En los años 90, el Ayuntamiento de Ráfales compró el molino, restauró la almazara del siglo XVIII -trayendo incluso piezas de otros molinos en ruinas- y construyó el hotel de 13 habitaciones, apoyado en la ladera de la montaña. Los vestigios de lo que un día fue son visibles en la misma sala de estar que conserva parte de una prensa. El museo del aceite es un reclamo para el hotel y tener a Luis para que te lo explique detalle a detalle, un auténtico lujo. Después de estudiar Ingeniería y pasar la mayor parte de su carrera profesional enredado con aeropuertos y aviones, en 2019 decidió cambiar de vida. Amante de la naturaleza y de la montaña descubrió el Molí de l’Hereu y, desde entonces, está asentado en el Matarraña.

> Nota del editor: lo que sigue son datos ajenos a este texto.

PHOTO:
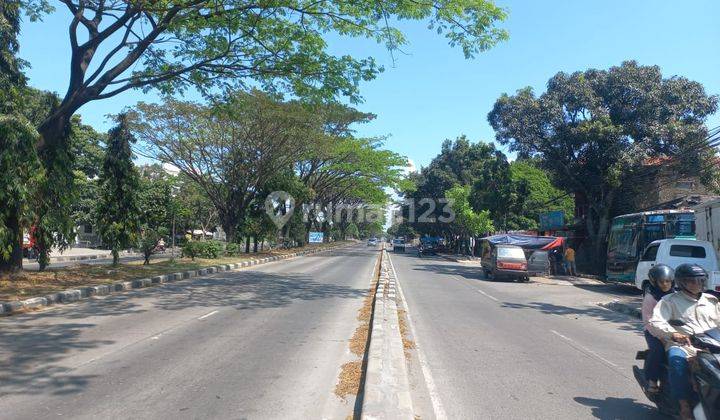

No fue casualidad que aterrizáramos en su casa al mediodía. Sabíamos que después del viene y va de la mañana nos entraría hambre y que la chef Conchi Callejas estaría en la cocina. Ha trabajado en países como México, Irán y Suecia y sus platos son de todo menos corrientes. Entran por los ojos de la cantidad de colores y detalles que tienen. Y en la boca son una explosión de sabores. En el jardín, acompañadas por Duque, un amigo canino que nos recibió desde que atravesamos la fachada azul añil del edificio, deleitamos un entrante individual más, a compartir, tres primeros, tres segundos y tres postres. Cada plato, con productos de primera calidad y verduras y hortalizas ecológicas, fue una sorpresa hasta el final. El escenario idílico fue, sin duda, el mejor maridaje. Verde que te quiero verde. Verde césped. Verdes ramas. La sombrilla sobre nuestras cabezas y Duque en las patas.
Un festín y una botella de vino después, con ganas de volver al Molí de l’Hereu sin todavía habernos ido, y contentas por lo primero y lo segundo, nos pareció buena idea ir al Jardín Botánico justo enfrente del hotel para despejarnos. Tiene un centenar de árboles y arbustos y cincuenta plantas medicinales con sus respectivos carteles explicativos. De unos a otros llegas a través de senderos sin ruta fija y lo mejor de todo, al estar al otro lado del barranco, son sus inmejorables vistas de Ráfales.
Nos encantaría contaros que sacamos fuerzas de donde no las teníamos y caminamos más de media hora por un camino sinuoso y con pendiente pronunciada hasta llegar a la ermita de San Rafael. Pero no fue así, subimos en furgoneta. Los vecinos nos dijeron que mejor sobre ruedas y a nosotras nos encanta seguir las recomendaciones locales. Entre pinos vislumbramos el edificio del siglo XVIII de planta rectangular y una sola nave dividida en cuatro tramos por arcos de diafragma que se corresponden en el exterior con contrafuertes. En lo alto no le faltaba la campana que, no os quepa duda, hicimos sonar. Con unas impresionantes vistas del Matarraña y a la hora del atardecer pusimos fin a nuestro plan. Los gintonics en la plaza Mayor, ya son otra historia.